Alessandria, mister Bettella: “Speriamo che la vittoria ci tolga di dosso le insicurezze”

 di Fabrizio Pozzi  articolo letto 70 volte
© foto di Jacopo Duranti/Tuttolegapro.com
Alessandria, mister Bettella: “Speriamo che la vittoria ci tolga di dosso le insicurezze”

Cristian Stellini, squalificato, ha seguito il primo sofferto successo della sua Alessandria dalla tribuna e in panchina è andato il suo vice Stefano Bettella. Al termine del match con il Prato, chiuso sull’1-0, queste le considerazioni dello stesso Bettella.

Bisogna tenere conto che veniamo da un periodo non facile. Finalmente siamo tornati a giocare al Moccagatta e l’aiuto del pubblico ci ha dato una grossa mano. Sapevamo che non era facile affrontare una squadra giovane ed organizzata come il Prato e siamo andati in difficoltà. Non abbiamo sfruttato le occasioni, quando le abbiamo avute, ed abbiamo indubbiamente faticato. dobbiamo essere più bravi a mettere a frutto le occasioni. Dobbiamo, però, anche riconoscere i meriti dell’avversario. Io ho visto una buona squadra di fronte a noi”.

Il tecnico, poi, puntualizza alcuni aspetti, non solo tattici. “Avevamo impostato la gara con Gozzi che sarebbe dovuto uscire sul loro centrocampista.

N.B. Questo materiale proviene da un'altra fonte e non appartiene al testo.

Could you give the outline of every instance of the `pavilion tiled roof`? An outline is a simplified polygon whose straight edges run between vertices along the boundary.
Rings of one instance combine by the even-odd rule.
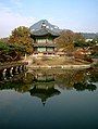
[[[34,43],[34,47],[57,47],[56,43]]]
[[[33,36],[45,36],[45,35],[52,35],[52,36],[60,36],[61,29],[58,26],[51,25],[48,21],[42,20],[38,23],[34,24],[29,27],[30,33]]]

Il problema lo abbiamo avuto quando siamo andati in possesso di palla con troppa frenesia. È vero c’è stato poco movimento senza palla, ma bisognerebbe avere più qualità e migliori tempi di gioco. Ci sono situazioni nelle quali la palla scotta e noi veniamo da un momento così. Speriamo che questa vittoria ci tolga di dosso quelle paure e quelle insicurezze che abbiamo avuto finora”.

Curiosa la spiegazione che il tecnico propone per quanto riguarda la scelta del rigorista. “I ragazzi hanno libertà di decidere chi tira”. Salvo, poi, rettificare l’affermazione. “Ci sono tante situazioni in campo e ci può stare che il rigorista non se la senta di battere. Se vedo un giocatore che prende la palla e vuole calciare il rigore, mostrando personalità e sicurezza, io non posso dirgli di non batterlo. Così come non posso costringere il rigorista a tirare, se non se la sente. Sinceramente - tenta di chiudere il discorso Bettella - il primo rigore avrei voluto tirarlo io ma non me lo hanno fatto battere”. 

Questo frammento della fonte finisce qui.